ISMS(アイ エス エム エス)とは、Informatio Security Management System(情報セキュリティマネジメントシステム)の頭文字をとったもので、企業・組織などにおける情報セキュリティの管理の仕組みのことです。
この記事では、情報セキュリティマネジメントシステムについて解説していきます。
情報セキュリティとは?
情報セキュリティとは、情報の安全を守り,適切に利用できることをいいます。
具体的には、個人情報や企業秘密などの重要な情報が流出したり盗まれたりしないように情報を守ること(機密性)のほか、情報が最新で内容に誤りや改ざんがないこと(完全性)、情報を使いたい時に使えること(可用性)を指したもので、これらを情報セキュリティの3要素といいます。

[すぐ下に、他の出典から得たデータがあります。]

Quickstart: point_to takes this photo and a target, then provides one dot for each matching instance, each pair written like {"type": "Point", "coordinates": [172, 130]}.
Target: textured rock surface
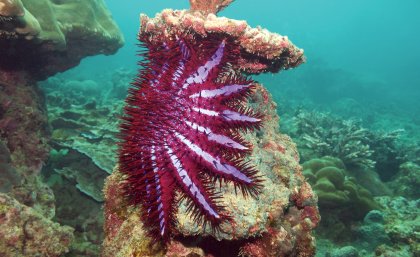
{"type": "Point", "coordinates": [261, 50]}
{"type": "Point", "coordinates": [279, 223]}
{"type": "Point", "coordinates": [24, 232]}
{"type": "Point", "coordinates": [39, 38]}
{"type": "Point", "coordinates": [50, 36]}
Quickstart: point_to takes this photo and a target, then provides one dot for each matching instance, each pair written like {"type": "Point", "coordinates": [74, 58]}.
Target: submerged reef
{"type": "Point", "coordinates": [342, 200]}
{"type": "Point", "coordinates": [279, 221]}
{"type": "Point", "coordinates": [39, 38]}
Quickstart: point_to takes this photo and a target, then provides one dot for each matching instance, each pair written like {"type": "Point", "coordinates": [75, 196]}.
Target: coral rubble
{"type": "Point", "coordinates": [279, 223]}
{"type": "Point", "coordinates": [39, 38]}
{"type": "Point", "coordinates": [25, 232]}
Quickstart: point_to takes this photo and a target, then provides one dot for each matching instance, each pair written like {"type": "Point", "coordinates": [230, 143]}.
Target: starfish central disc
{"type": "Point", "coordinates": [181, 133]}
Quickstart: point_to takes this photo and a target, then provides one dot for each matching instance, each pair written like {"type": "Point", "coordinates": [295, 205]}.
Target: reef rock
{"type": "Point", "coordinates": [24, 232]}
{"type": "Point", "coordinates": [39, 38]}
{"type": "Point", "coordinates": [278, 223]}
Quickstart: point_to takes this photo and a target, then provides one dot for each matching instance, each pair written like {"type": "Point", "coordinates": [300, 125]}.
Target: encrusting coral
{"type": "Point", "coordinates": [280, 221]}
{"type": "Point", "coordinates": [322, 134]}
{"type": "Point", "coordinates": [39, 38]}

情報セキュリティの要素は、「守る」ことだけではないんだ。
古い情報や誤った情報をお客様にお伝えしたら問題になりますね。
情報を使いたい時に使えるようにしておくことも重要なんだ。
業務に必要なデータが必要な時に使えないと業務が中断してしまいますね。
情報セキュリティの3要素は、それぞれの頭文字をとって情報セキュリティのCIAとも呼ばれています。
機密性(Confidentiality)
アクセスを認可された人や組織だけが,情報に確実にアクセスできること
完全性(Integrity)
情報資産が完全な状態で保存され,内容が正確であること
可用性(Availability)
情報資産が必要になったとき,利用できる状態にあること
マネジメントシステムとは?
マネジメントシステムとは、会社や組織が方針や目標を定め、その目標を達成するために会社や組織を適切に管理するための仕組みのことを指します。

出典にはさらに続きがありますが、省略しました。